Abe no Munetō (安倍 宗任) was a samurai of the Abe clan during the Heian period of Japan. He was the son of Abe no Yoritoki, the head of the Abe clan of Emishi who were allowed to rule the six Emishi districts in the Kitakami Basin from Morioka to Hiraizumi in what is now Iwate Prefecture. Abe no Yoritoki was the Chinjufu-shōgun (general in charge of overseeing the Ainu and the defense of the north). In the Zenkunen War, he fought, together with his brother Sadato, alongside his father against the Minamoto.

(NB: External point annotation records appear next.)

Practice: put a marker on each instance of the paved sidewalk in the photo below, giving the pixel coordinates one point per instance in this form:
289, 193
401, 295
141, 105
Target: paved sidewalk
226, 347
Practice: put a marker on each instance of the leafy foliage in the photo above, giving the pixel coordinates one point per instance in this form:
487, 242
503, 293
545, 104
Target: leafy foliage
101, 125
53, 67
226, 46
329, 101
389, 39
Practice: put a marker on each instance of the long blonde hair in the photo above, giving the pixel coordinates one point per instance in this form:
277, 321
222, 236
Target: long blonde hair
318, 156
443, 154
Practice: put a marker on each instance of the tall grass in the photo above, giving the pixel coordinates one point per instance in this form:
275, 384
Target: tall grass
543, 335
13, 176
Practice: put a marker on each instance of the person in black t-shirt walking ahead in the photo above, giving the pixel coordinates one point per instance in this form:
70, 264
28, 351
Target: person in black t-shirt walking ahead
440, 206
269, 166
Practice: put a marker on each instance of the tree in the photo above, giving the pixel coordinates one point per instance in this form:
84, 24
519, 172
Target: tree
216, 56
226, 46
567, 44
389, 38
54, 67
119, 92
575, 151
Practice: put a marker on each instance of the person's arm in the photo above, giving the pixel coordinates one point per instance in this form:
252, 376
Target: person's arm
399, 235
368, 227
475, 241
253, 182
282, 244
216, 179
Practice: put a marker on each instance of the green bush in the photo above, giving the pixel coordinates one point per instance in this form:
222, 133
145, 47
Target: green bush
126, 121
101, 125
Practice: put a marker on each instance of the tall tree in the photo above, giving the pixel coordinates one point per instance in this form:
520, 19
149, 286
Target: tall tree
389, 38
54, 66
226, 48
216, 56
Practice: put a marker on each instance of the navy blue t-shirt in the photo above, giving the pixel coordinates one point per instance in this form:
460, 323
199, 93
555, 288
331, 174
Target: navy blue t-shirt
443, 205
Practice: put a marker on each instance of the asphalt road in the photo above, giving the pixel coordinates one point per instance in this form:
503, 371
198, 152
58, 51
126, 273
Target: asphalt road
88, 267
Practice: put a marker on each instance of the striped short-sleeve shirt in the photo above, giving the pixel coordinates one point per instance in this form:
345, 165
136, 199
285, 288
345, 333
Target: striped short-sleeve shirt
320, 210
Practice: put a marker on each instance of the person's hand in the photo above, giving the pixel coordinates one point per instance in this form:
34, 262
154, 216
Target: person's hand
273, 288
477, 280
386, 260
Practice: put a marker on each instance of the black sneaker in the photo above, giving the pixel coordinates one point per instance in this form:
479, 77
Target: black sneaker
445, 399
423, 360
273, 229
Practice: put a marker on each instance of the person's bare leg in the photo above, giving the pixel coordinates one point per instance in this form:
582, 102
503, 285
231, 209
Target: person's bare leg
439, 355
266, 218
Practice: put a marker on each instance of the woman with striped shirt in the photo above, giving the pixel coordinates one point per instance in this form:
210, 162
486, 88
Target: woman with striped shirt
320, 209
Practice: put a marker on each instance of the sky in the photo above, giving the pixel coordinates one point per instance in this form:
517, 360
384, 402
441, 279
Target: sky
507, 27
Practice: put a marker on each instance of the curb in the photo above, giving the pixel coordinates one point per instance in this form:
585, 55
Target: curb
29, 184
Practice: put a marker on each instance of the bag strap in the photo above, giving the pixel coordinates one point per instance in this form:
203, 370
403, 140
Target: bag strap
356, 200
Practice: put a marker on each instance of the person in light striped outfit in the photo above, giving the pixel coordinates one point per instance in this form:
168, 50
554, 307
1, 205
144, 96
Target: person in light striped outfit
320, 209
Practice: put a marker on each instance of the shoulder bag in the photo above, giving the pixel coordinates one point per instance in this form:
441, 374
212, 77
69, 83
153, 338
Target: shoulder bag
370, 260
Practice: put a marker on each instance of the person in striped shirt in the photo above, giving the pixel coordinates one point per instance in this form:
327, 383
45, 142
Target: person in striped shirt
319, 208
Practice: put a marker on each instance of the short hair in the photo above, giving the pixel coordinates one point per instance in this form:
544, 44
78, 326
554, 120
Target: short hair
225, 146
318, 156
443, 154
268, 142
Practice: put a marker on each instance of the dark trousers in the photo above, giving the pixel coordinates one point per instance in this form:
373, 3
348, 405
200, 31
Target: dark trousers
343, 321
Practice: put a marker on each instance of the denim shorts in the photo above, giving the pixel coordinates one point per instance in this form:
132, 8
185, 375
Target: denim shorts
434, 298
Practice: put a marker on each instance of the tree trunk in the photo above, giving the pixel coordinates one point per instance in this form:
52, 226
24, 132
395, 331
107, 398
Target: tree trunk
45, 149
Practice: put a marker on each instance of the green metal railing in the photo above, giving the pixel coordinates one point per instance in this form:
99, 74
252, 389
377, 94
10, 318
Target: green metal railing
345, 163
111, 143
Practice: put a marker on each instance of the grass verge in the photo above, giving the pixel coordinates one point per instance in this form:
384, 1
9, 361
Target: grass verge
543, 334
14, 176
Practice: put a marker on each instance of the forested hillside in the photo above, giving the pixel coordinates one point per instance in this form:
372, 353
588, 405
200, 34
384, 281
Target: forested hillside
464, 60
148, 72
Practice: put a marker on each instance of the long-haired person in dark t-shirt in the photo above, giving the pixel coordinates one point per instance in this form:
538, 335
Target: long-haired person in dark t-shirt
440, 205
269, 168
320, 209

Abe no Munetō was based at the Isawa Stockade. He occupied the fort called the Tonomi Palisade (鳥海冊, tonomi-saku) that was established on the north side of the Isawa at an uncertain date. In 1061, during the Zenkunen War, Abe no Munetō defeated the Minamoto forces in the Battle of Tonomi Palisade.

==Siblings==
- Abe no Sadato (1019–1062) who occupied the Kuriyagawa Stockade;
- Abe no Masato who occupied the Kurosawa Stockade;
- Abe no Norito who stayed at the Koromo Stockade with his father;
- a sister who married Taira no Nagahira;
- a sister who married Fujiwara no Tsunekiyo. Through her his father Yoritoki became the grandfather of Fujiwara no Kiyohira, the founder of the Northern Fujiwara dynasty.